The social status of the engineering profession

So I found this paper on the crisis of the low status of the engineering profession (circa 1920-1930 in Canada).

What is interesting here is the approach they used, as you can see.. this is similar to the NASA video below....
missing the key idea that most people in the profession  have self selected themselves out for wanting status..... IMHO if they were interested in status they would have gone into Medicine or Law....   If they did intend to fix it, it seems the missed the basic idea of Marketing..... as in.... movies like IRON MAN make engineering look cool... in the same way Ally McBeal makes law look cool.... the problem I guess is that engineers and scientists prefer accuracy to end effect.  The interesting thing is that salary is a strong indicator of status and until Engineering keeps pace with Law/Medicine/Investment banking... I don't think it will easily receive a status boost.

Here is a wierd example of the logic they are using.
If the engineering community was serious in its desire to be afforded higher status, they continued, the neglect of cultural and communications courses in university curricula needed to be rectified.

This is also a clever attempt at rationalizing a Governing body for engineering in the same way they have one for Medicine and Law.

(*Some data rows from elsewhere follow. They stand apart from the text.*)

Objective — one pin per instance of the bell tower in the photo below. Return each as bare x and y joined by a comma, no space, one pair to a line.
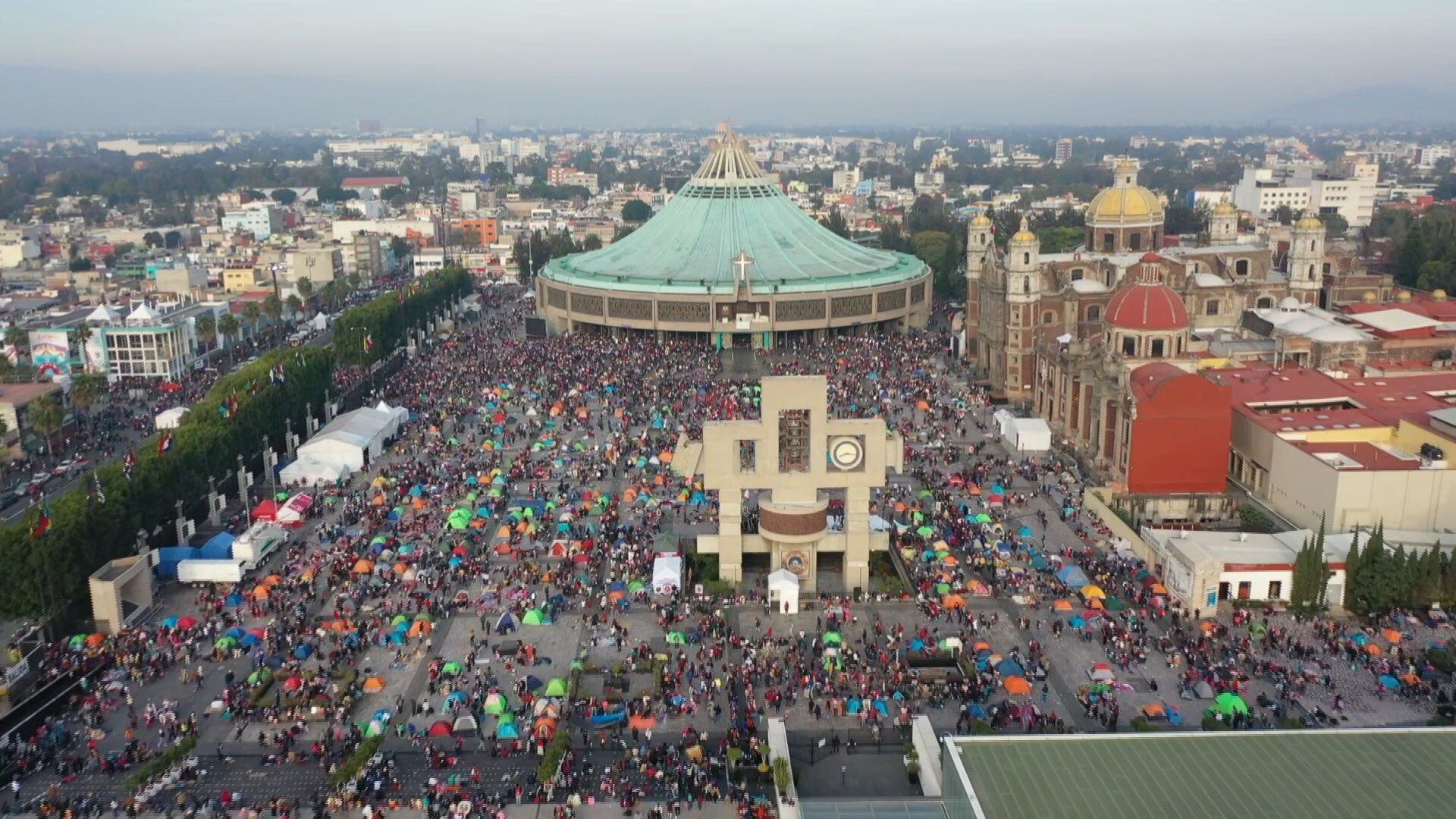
1307,260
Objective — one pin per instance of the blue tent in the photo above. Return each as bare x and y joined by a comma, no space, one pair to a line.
609,717
1074,576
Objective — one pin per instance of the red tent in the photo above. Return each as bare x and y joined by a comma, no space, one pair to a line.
265,510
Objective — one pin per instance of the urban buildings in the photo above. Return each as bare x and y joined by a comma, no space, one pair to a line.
733,261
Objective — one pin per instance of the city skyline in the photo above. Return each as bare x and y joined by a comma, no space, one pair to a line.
650,63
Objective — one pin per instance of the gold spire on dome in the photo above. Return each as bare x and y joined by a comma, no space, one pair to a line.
1025,235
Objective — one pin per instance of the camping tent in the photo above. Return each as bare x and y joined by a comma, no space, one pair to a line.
309,472
783,591
1024,435
171,419
667,575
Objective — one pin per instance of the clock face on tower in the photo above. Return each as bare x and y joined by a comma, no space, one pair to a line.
846,452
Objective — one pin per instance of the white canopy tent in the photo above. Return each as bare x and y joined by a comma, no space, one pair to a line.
667,575
171,419
1024,435
351,439
783,591
308,472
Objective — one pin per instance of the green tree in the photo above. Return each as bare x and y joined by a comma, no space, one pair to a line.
207,330
47,416
637,210
253,314
1310,577
86,391
836,222
1060,240
18,340
273,306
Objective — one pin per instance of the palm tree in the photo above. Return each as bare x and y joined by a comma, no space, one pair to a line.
228,327
207,330
46,419
253,314
17,338
88,391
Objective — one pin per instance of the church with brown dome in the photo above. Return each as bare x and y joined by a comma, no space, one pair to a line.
1063,333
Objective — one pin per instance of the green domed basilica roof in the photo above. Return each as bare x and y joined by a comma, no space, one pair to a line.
727,209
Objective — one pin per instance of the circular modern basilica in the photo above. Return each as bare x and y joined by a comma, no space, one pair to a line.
733,261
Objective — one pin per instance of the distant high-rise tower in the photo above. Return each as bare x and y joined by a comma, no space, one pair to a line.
1063,153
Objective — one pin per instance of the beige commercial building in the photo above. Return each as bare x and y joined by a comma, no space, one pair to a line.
797,457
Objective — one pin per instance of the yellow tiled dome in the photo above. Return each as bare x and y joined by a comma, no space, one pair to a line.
1133,203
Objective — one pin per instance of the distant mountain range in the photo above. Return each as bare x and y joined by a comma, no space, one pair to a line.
1372,105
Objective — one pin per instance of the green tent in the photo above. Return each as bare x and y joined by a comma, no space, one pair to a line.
1229,704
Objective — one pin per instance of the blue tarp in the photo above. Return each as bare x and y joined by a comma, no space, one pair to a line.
1074,576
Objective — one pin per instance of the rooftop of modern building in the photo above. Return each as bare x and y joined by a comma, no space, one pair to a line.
1332,774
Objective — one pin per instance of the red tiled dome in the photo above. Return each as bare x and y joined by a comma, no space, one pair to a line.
1147,305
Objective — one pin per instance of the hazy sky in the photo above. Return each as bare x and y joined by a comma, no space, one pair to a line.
196,63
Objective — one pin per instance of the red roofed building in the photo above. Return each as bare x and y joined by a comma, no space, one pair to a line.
1180,431
1350,450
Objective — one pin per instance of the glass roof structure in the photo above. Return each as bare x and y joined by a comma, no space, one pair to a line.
731,207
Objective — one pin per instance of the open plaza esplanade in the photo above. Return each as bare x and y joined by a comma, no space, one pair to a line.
734,261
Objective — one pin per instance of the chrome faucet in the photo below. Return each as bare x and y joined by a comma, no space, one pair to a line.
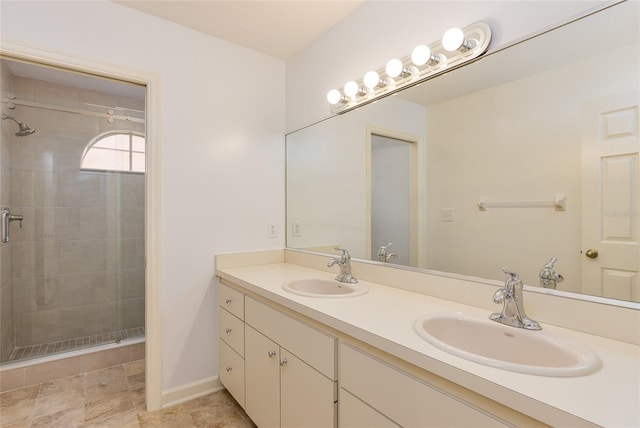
548,277
513,310
345,266
383,256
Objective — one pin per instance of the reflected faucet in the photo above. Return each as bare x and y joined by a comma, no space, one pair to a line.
383,256
513,310
344,262
7,218
548,277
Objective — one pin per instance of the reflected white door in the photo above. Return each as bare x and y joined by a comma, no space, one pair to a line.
391,197
610,197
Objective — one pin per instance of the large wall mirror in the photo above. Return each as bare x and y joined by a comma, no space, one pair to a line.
529,153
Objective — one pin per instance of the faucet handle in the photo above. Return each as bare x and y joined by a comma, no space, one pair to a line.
513,275
343,253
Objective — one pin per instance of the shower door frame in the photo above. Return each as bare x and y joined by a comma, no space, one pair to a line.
153,333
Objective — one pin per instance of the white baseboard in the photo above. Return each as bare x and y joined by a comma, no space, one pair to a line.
190,391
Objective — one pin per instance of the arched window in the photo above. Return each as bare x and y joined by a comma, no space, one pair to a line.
115,151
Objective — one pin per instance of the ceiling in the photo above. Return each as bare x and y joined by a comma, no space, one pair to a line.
276,28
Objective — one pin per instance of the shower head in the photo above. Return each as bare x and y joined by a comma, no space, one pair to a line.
24,128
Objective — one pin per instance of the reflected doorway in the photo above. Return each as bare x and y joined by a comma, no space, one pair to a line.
393,200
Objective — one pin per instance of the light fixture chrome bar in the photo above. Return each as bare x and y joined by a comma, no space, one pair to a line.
475,42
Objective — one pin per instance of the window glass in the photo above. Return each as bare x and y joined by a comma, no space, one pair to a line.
116,151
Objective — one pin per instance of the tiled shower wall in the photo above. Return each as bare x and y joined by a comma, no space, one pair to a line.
78,260
7,339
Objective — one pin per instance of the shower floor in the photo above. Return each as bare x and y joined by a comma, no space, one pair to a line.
44,349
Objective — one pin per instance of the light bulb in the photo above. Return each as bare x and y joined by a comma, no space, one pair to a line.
334,96
371,79
453,40
421,55
394,68
351,89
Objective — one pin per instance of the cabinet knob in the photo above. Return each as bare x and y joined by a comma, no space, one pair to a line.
592,254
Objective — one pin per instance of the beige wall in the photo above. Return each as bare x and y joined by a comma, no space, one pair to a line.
520,141
78,260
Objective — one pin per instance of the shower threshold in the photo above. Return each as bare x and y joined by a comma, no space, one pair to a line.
44,349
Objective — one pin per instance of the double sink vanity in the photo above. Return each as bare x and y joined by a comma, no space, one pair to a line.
299,348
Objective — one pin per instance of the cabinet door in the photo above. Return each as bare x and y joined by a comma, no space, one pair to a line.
353,413
308,398
262,377
407,400
231,369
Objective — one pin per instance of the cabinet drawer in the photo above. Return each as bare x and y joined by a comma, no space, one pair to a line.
231,369
315,347
232,300
231,330
405,399
353,413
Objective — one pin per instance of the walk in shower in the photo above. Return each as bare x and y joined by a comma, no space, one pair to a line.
72,197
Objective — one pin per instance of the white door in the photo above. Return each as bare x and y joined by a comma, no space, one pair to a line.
610,197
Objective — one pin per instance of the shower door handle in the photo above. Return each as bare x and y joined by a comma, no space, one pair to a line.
7,218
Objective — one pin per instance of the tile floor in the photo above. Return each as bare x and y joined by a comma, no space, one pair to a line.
112,397
43,349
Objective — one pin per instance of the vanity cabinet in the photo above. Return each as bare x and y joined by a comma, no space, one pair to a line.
231,342
290,373
399,399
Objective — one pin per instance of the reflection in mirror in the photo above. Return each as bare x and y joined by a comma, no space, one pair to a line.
553,115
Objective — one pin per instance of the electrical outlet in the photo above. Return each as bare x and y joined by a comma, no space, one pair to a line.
296,229
448,214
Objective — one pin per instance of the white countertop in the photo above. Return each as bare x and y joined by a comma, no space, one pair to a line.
384,318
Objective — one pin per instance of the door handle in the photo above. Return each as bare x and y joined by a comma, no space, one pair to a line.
7,218
592,254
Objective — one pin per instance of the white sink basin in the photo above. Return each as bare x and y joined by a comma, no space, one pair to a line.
320,287
487,342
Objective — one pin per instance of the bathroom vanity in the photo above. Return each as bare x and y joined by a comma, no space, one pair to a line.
292,360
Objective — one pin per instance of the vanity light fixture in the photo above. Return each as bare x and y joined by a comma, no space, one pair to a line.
372,80
454,40
395,68
335,97
352,89
457,47
422,55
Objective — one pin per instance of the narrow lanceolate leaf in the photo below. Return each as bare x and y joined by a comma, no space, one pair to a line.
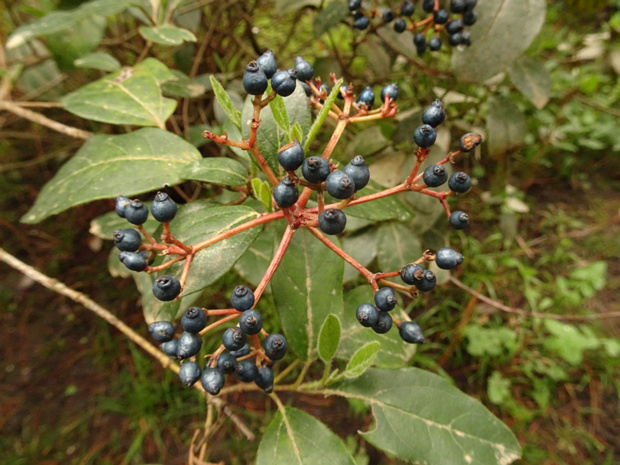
362,359
295,438
107,166
307,287
167,35
199,221
130,96
497,39
220,94
532,79
422,418
271,137
329,337
224,171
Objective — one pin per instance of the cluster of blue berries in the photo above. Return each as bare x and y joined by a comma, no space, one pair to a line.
258,73
452,21
238,357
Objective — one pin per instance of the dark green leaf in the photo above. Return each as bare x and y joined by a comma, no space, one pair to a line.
199,221
307,287
107,166
271,137
500,36
224,171
415,409
295,438
330,16
130,96
167,34
394,352
98,60
362,359
532,79
329,337
505,125
220,94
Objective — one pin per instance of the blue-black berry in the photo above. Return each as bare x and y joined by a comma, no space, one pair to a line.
385,299
284,82
434,114
194,320
357,170
435,175
254,79
459,182
212,380
161,331
367,315
447,258
305,72
459,220
291,156
411,332
275,346
189,345
247,370
136,212
127,240
267,63
163,208
315,169
264,379
332,221
251,322
425,135
166,288
340,185
383,324
132,260
285,193
242,298
233,338
189,373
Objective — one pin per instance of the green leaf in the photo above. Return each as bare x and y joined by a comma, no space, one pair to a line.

This has some logic to it, but the conclusion I think missed the  mark.
Canadian engineers were traditionally proud of their technical knowledge, and saw this knowledge (such as the ability to harness water resources for hydro-electricity or to build ventilated railway tunnels in the Rocky Mountains) as a defining aspect of their profession.63 This technical expertise differentiated engineering from the trades and provided a common link between the various fields of engineering (that is, fields such as civil, mechanical, electrical and chemical engineering). Stating that communications skills were "as essential to the engineer as... to the lawyer or minister," Keith's committee suggested that technical proficiency alone would not bring engineers the public respect they desired, but that the profession needed to expand its aptitude beyond the technical realm.64 In the following years, the EIC would take hold of this view and endorse it as vital to raising the status of engineers.

It may have been more effective to hire a PR/Advertising firm to figure this problem out... than a bunch of engineers....

This one is super lolz...
The view enunciated by the EIC executive had three components: that engineers lacked cultural knowledge and communication ability, that rectifying these inadequacies would raise the prestige of the profession in the public eye, and that the key solution was the introduction of "paper writing and critical discussions" into engineering curricula.